Regardless of Fed and government actions, as experienced during all panics, a rush to cash will overwhelm all fixed income asset prices in the short-term. However, we have seen a relatively strong recovery from all fixed income asset classes. As is typically experienced in recoveries, the highest quality investment grade securities recovered more quickly than high yield and preferreds. The recovery among high yield and preferred names has been greater, with less Covid-19 sensitive names recovering more significantly, as we would expect.
It is extremely important to remember that fixed income returns over the past 15 years have averaged over 5% because of the enormous systemic decline in interest rates (the average Investment Grade Bond has an ~12-year maturity so it is very rate sensitive). As a reminder, yields are the sum of Treasury interest rates and credit spreads, and investment-grade yields are 62% driven by interest rates and 38% by credit spreads. Therefore, the massive interest decline combined with credit spread tightening earned has driven these 5%+ annual returns. However, this is history, and in this case, investors should not expect history to repeat itself.
Looking forward, fixed-income yields are markedly divergent across the highest investment grade, lower investment grade, and high yield rated securities. The yields on the higher-rated investment-grade securities, rated A, are at historical lows with the 5-year A bond now yielding 1.42%. The lowest rated Investment Grade bonds, rated BBB-, are yielding more than double that at 2.98%. From 2005-2019, by contrast, A rated bonds yielded an average of 2.46% while BBB- rated bonds yielded 3.40%. With interest rates so much lower now, fixed income investors are being forced to accept half the yield for such safety. By owning a portfolio of individually selected bonds and preferreds, we closely assess this yield versus safety tradeoff on a bond-by-bond basis rather than simply relying on a credit rating.

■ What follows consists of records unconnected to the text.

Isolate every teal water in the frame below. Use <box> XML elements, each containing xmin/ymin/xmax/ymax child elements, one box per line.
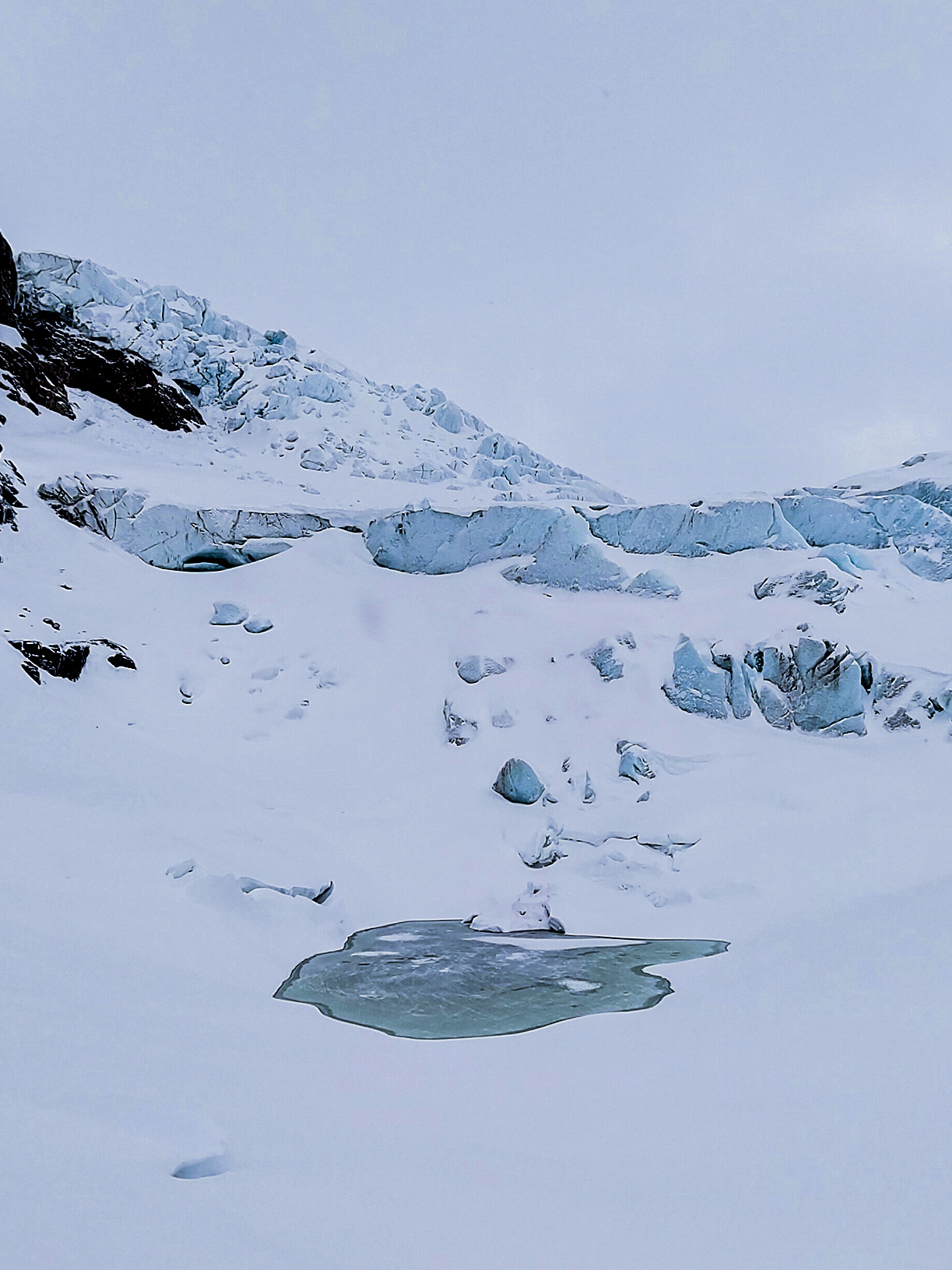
<box><xmin>274</xmin><ymin>920</ymin><xmax>727</xmax><ymax>1040</ymax></box>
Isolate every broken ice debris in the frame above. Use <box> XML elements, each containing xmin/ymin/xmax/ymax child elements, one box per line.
<box><xmin>276</xmin><ymin>920</ymin><xmax>727</xmax><ymax>1040</ymax></box>
<box><xmin>616</xmin><ymin>741</ymin><xmax>655</xmax><ymax>785</ymax></box>
<box><xmin>171</xmin><ymin>1155</ymin><xmax>231</xmax><ymax>1181</ymax></box>
<box><xmin>493</xmin><ymin>758</ymin><xmax>545</xmax><ymax>803</ymax></box>
<box><xmin>443</xmin><ymin>701</ymin><xmax>479</xmax><ymax>745</ymax></box>
<box><xmin>624</xmin><ymin>569</ymin><xmax>680</xmax><ymax>600</ymax></box>
<box><xmin>664</xmin><ymin>635</ymin><xmax>727</xmax><ymax>719</ymax></box>
<box><xmin>754</xmin><ymin>569</ymin><xmax>857</xmax><ymax>614</ymax></box>
<box><xmin>237</xmin><ymin>878</ymin><xmax>334</xmax><ymax>904</ymax></box>
<box><xmin>582</xmin><ymin>640</ymin><xmax>624</xmax><ymax>683</ymax></box>
<box><xmin>519</xmin><ymin>825</ymin><xmax>566</xmax><ymax>869</ymax></box>
<box><xmin>455</xmin><ymin>656</ymin><xmax>513</xmax><ymax>683</ymax></box>
<box><xmin>208</xmin><ymin>602</ymin><xmax>248</xmax><ymax>626</ymax></box>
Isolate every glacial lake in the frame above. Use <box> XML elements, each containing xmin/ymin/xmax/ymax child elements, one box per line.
<box><xmin>274</xmin><ymin>920</ymin><xmax>727</xmax><ymax>1040</ymax></box>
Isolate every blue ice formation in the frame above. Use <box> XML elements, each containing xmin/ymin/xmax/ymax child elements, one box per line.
<box><xmin>582</xmin><ymin>639</ymin><xmax>624</xmax><ymax>683</ymax></box>
<box><xmin>208</xmin><ymin>600</ymin><xmax>248</xmax><ymax>626</ymax></box>
<box><xmin>659</xmin><ymin>636</ymin><xmax>952</xmax><ymax>736</ymax></box>
<box><xmin>503</xmin><ymin>512</ymin><xmax>628</xmax><ymax>590</ymax></box>
<box><xmin>366</xmin><ymin>503</ymin><xmax>565</xmax><ymax>573</ymax></box>
<box><xmin>817</xmin><ymin>542</ymin><xmax>876</xmax><ymax>578</ymax></box>
<box><xmin>624</xmin><ymin>569</ymin><xmax>680</xmax><ymax>600</ymax></box>
<box><xmin>616</xmin><ymin>741</ymin><xmax>655</xmax><ymax>785</ymax></box>
<box><xmin>274</xmin><ymin>920</ymin><xmax>727</xmax><ymax>1040</ymax></box>
<box><xmin>863</xmin><ymin>494</ymin><xmax>952</xmax><ymax>582</ymax></box>
<box><xmin>493</xmin><ymin>758</ymin><xmax>545</xmax><ymax>804</ymax></box>
<box><xmin>777</xmin><ymin>494</ymin><xmax>888</xmax><ymax>550</ymax></box>
<box><xmin>588</xmin><ymin>499</ymin><xmax>805</xmax><ymax>556</ymax></box>
<box><xmin>37</xmin><ymin>477</ymin><xmax>330</xmax><ymax>573</ymax></box>
<box><xmin>455</xmin><ymin>656</ymin><xmax>513</xmax><ymax>683</ymax></box>
<box><xmin>662</xmin><ymin>635</ymin><xmax>727</xmax><ymax>719</ymax></box>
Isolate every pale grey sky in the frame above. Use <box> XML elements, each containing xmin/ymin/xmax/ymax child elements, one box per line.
<box><xmin>0</xmin><ymin>0</ymin><xmax>952</xmax><ymax>498</ymax></box>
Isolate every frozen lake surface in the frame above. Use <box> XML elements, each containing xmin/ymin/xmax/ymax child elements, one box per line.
<box><xmin>276</xmin><ymin>920</ymin><xmax>727</xmax><ymax>1040</ymax></box>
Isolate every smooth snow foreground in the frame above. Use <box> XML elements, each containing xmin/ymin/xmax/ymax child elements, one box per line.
<box><xmin>0</xmin><ymin>240</ymin><xmax>952</xmax><ymax>1270</ymax></box>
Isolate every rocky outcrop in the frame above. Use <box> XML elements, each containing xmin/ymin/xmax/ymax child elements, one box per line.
<box><xmin>9</xmin><ymin>639</ymin><xmax>135</xmax><ymax>683</ymax></box>
<box><xmin>0</xmin><ymin>234</ymin><xmax>18</xmax><ymax>326</ymax></box>
<box><xmin>0</xmin><ymin>235</ymin><xmax>205</xmax><ymax>432</ymax></box>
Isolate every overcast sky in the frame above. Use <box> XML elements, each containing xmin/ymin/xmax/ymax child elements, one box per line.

While fixed income yields on investment grade are lower on average than they were historically, we recognize two major positive implications of these lower yields. One major positive is that equity valuations will benefit from lower discount rates as future earnings are worth more when discounted back to today’s dollars. Second, lower interest rates are a tremendous tailwind for companies to raise debt to increase liquidity to weather the economic impacts of Covid-19. While investment grade companies (and those less directly affected by Covid-19) will clearly have better access to relatively inexpensive debt, we have seen debt raised even by smaller, high yield, energy companies because the nominal yield of higher quality alternatives remains relatively low. While rates are lower and these are challenging times both personally and for portfolios, we continue to evaluate existing positions and to seize upon new opportunities created by the market uncertainty.